Transocean Ltd. announced today that Transocean Inc., its wholly-owned subsidiary (together with Transocean Ltd., “Transocean”), has received over $1.5 billion aggregate principal amount of validly tendered Exchange Notes (as defined below) as of September 4, 2020, pursuant to its previously announced offers (the “Exchange Offers”) to exchange certain existing notes (the “Existing Notes”) for up to an aggregate principal amount of $750 million (subject to increase or decrease by Transocean Inc., the “Maximum New Notes Amount”) of new 11.50% Senior Guaranteed Notes (the “New 2027 Senior Guaranteed Notes”) issued by Transocean Inc., pursuant to an Exchange Offer Memorandum and Consent Solicitation Statement, dated August 10, 2020 (as supplemented by the Supplement, dated August 24, 2020, and as may be further supplemented, the “Exchange Offer Memorandum”).

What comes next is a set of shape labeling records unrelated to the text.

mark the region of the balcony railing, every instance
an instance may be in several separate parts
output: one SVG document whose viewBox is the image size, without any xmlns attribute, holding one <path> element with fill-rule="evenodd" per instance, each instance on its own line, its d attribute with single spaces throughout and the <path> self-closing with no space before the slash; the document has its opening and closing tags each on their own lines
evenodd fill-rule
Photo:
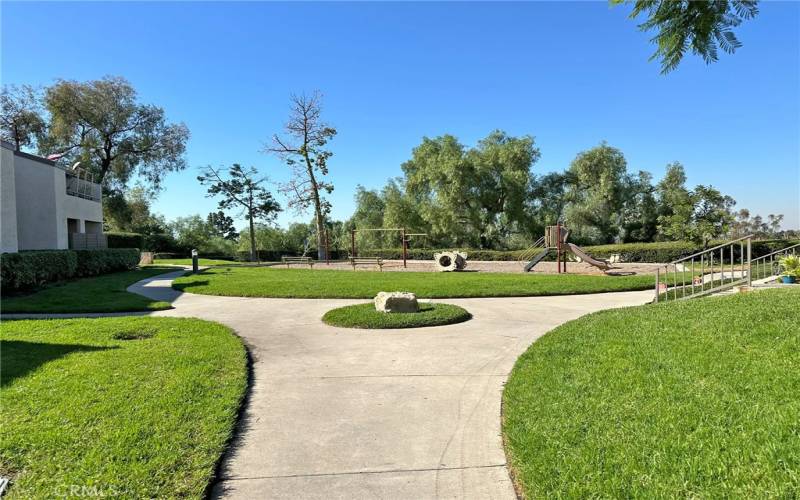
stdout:
<svg viewBox="0 0 800 500">
<path fill-rule="evenodd" d="M 85 179 L 81 175 L 76 175 L 71 172 L 66 172 L 67 175 L 67 194 L 70 196 L 77 196 L 86 200 L 100 201 L 102 197 L 102 188 L 100 184 L 92 182 L 90 179 Z"/>
</svg>

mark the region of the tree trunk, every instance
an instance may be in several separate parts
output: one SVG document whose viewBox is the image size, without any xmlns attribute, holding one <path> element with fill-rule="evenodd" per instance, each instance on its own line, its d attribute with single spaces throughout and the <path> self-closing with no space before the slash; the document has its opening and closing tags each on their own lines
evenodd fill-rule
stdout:
<svg viewBox="0 0 800 500">
<path fill-rule="evenodd" d="M 322 210 L 320 210 L 319 206 L 314 212 L 316 215 L 315 222 L 317 223 L 317 260 L 325 260 L 327 258 L 327 255 L 325 255 L 325 223 L 322 220 Z"/>
<path fill-rule="evenodd" d="M 250 262 L 255 262 L 258 258 L 258 252 L 256 252 L 256 228 L 255 224 L 253 224 L 253 213 L 250 212 Z"/>
</svg>

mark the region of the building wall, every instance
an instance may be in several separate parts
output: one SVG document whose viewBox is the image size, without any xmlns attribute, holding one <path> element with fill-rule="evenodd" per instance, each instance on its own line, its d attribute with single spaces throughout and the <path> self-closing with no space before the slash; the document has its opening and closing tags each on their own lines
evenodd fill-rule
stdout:
<svg viewBox="0 0 800 500">
<path fill-rule="evenodd" d="M 66 184 L 66 173 L 52 162 L 3 143 L 2 251 L 66 249 L 71 229 L 102 232 L 102 203 L 68 195 Z"/>
<path fill-rule="evenodd" d="M 64 172 L 52 165 L 14 155 L 17 193 L 17 240 L 20 250 L 67 248 L 66 225 L 59 227 L 56 177 Z M 66 186 L 62 184 L 62 188 Z"/>
<path fill-rule="evenodd" d="M 14 152 L 2 148 L 0 157 L 0 252 L 16 252 L 17 197 L 14 187 Z"/>
</svg>

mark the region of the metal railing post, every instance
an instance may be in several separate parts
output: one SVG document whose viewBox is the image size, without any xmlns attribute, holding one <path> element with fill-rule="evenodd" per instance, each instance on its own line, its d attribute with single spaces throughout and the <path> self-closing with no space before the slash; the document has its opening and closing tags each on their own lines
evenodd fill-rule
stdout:
<svg viewBox="0 0 800 500">
<path fill-rule="evenodd" d="M 658 285 L 661 284 L 661 268 L 656 268 L 656 304 L 658 304 Z"/>
</svg>

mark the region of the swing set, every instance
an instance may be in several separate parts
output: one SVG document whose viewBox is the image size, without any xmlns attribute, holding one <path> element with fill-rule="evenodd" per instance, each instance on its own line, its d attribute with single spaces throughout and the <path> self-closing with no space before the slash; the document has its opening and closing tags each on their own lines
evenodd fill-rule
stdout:
<svg viewBox="0 0 800 500">
<path fill-rule="evenodd" d="M 404 227 L 390 227 L 390 228 L 364 228 L 350 230 L 350 258 L 355 259 L 358 257 L 358 248 L 356 247 L 356 233 L 365 232 L 400 232 L 400 243 L 403 247 L 403 267 L 408 267 L 408 243 L 413 237 L 425 237 L 428 233 L 409 233 L 406 232 Z M 375 257 L 379 259 L 379 257 Z"/>
</svg>

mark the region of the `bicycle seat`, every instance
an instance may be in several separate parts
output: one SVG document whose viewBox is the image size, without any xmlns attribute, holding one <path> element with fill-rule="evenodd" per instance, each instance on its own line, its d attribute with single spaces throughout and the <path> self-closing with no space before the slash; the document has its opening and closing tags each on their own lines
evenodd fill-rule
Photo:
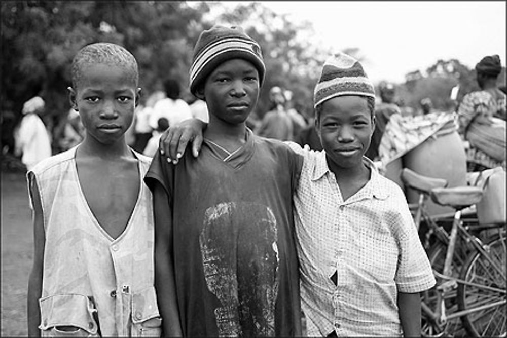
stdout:
<svg viewBox="0 0 507 338">
<path fill-rule="evenodd" d="M 478 186 L 455 186 L 431 189 L 430 196 L 434 202 L 461 210 L 475 204 L 482 198 L 482 189 Z"/>
<path fill-rule="evenodd" d="M 444 178 L 430 177 L 418 174 L 408 168 L 402 170 L 402 180 L 406 185 L 420 192 L 429 194 L 433 188 L 447 186 L 447 180 Z"/>
</svg>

Following the denial by the United States District Court for the Southern District of New York (the “Court”) of certain attempts to block the Exchange Offers, as further described below, Transocean intends to proceed with the Exchange Offers, including extending the Exchange Offers until the Revised Expiration Time (as defined below).
On September 2, 2020, two days prior to the initial expiration of the Exchange Offers, funds managed by, or affiliated with, Whitebox Advisors LLC (“Whitebox”), as a holder of Transocean Inc.’s 7.50% Senior Notes due 2025 (the “Existing 2025 Guaranteed Notes”), 7.50% Senior Notes due 2026, 8.00% Senior Notes due 2027 (the “Existing 2027 Guaranteed Notes”) and 6.80% Senior Notes due 2038, filed a complaint in the Court requesting a temporary restraining order and preliminary injunction (the “TRO and Injunction”) relating to the Exchange Offers. Subsequent to the filing of the TRO and Injunction, Whitebox and funds managed by, or affiliated with, Pacific Investment Management Company LLC (“PIMCO”), as holders, together, of 25.1% in aggregate principal amount of the Existing 2027 Guaranteed Notes, provided a notice of default (the “Notice”) to Transocean Inc. alleging a default under the indenture governing the Existing 2027 Guaranteed Notes. Both the complaint, including the request for the TRO and Injunction, and the Notice relate to an underlying allegation that Transocean Mid Holdings 1 Limited (“Mid Holdings 1”), Transocean Mid Holdings 2 Limited (“Mid Holdings 2”) and Transocean Mid Holdings 3 Limited (“Mid Holdings 3”, and collectively with Mid Holdings 1 and Mid Holdings 2, the “Structurally Senior Guarantors”) should have, but did not, guarantee the Existing 2025 Guaranteed Notes and Existing 2027 Guaranteed Notes. Transocean believes these assertions are meritless.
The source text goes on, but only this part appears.